2030: Sophistication, interactivity, and (let’s hope) literacy

Kitchener Waterloo Mayor Carl Zehr is a member of the Research Matters advisory panel. He’ll be speaking at the “Life in 2030” event at the Tannery Event Centre in Waterloo on January 23.

Recently, I chatted with him about his thoughts about the relationship between university research and everyday life.

What does university research contribute to the city infrastructure?

Kitchener Mayor Carl Zehr

I think municipalities are some of the best places to put university research into practice. Research informs our thinking of how we plan for roads, public transit and other innovations within our infrastructure. The Water Institute at the University of Waterloo, for instance, has had a significant impact on our city planning.  We put university research into practice to reduce greenhouse gases and carbon emissions. Research helps create infrastructure that lasts longer, is more environmentally friendly and uses less energy.

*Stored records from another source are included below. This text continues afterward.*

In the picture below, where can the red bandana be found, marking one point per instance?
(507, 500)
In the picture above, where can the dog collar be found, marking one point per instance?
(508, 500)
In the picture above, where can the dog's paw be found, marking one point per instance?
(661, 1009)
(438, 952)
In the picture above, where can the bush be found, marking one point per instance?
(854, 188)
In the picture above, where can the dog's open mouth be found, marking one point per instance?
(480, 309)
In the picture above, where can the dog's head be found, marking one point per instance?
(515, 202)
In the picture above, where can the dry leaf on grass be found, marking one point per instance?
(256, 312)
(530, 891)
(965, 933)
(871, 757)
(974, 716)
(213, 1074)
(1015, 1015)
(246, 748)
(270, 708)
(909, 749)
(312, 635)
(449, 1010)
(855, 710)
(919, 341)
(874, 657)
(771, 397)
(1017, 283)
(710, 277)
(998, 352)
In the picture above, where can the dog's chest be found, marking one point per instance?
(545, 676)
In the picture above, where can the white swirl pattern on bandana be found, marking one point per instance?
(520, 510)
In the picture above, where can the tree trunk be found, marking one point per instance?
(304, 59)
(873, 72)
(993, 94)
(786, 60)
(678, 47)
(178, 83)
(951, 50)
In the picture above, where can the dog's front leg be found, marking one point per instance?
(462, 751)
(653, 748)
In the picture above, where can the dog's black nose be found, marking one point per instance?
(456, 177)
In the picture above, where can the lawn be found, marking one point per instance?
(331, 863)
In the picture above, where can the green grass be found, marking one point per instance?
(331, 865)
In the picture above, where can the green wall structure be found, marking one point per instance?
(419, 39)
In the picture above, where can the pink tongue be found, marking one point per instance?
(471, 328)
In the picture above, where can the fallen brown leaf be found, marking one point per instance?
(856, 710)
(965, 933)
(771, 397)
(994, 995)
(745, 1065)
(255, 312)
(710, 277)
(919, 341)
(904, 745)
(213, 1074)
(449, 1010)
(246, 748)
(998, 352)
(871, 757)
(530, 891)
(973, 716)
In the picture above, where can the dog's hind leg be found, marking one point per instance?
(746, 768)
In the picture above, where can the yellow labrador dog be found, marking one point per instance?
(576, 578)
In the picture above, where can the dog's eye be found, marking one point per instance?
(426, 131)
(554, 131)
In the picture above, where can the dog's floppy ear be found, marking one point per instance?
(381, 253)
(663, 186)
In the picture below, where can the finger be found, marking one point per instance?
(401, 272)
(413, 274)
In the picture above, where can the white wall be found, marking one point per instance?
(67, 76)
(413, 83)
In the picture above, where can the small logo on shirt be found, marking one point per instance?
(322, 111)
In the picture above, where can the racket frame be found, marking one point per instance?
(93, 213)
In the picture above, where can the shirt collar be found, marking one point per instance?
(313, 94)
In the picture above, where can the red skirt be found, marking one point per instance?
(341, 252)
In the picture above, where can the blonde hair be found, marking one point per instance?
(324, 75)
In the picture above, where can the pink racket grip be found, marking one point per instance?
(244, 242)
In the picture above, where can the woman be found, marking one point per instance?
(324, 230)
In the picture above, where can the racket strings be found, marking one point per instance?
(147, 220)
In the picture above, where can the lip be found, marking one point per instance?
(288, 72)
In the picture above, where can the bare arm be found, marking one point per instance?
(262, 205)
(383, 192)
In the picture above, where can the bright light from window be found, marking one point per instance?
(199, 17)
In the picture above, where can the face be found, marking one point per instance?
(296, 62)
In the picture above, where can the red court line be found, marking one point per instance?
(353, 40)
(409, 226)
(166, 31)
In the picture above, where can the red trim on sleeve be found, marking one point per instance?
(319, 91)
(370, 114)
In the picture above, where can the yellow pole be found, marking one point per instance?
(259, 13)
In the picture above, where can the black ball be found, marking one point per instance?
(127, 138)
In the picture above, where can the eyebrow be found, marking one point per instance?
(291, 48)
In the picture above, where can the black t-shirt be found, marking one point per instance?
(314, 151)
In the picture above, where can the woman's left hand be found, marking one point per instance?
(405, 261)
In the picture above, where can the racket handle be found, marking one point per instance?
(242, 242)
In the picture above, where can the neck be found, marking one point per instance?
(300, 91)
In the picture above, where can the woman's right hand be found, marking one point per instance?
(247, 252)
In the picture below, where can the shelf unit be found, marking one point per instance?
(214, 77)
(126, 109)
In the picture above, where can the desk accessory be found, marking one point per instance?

A lot of research at universities – and from the private sector – can immediately be put into practice by municipal governments. We can be a showcase of that innovation.

And what about a city’s social infrastructure?

We have a very good working relationship with Wilfrid Laurier’s school of social work, which is right behind our City Hall. They’re using our community, our downtown as a lab. Through that process, through their research, we’ve learned new ways of doing public engagement. We’ve expanded into social media, and changed the way we hold public meetings. In former years, we might have had our technical staff go out to a community saying, “Here’s a project. This is what we want to do and how we want to do it. We want to tell you about it.”

Now we ask for opinions and listen to those opinions. It can be about drilling a well, putting a new roadway in, or building a community centre. We know better now how to get to the heart of what a community wants.

How has university research touched your personal life?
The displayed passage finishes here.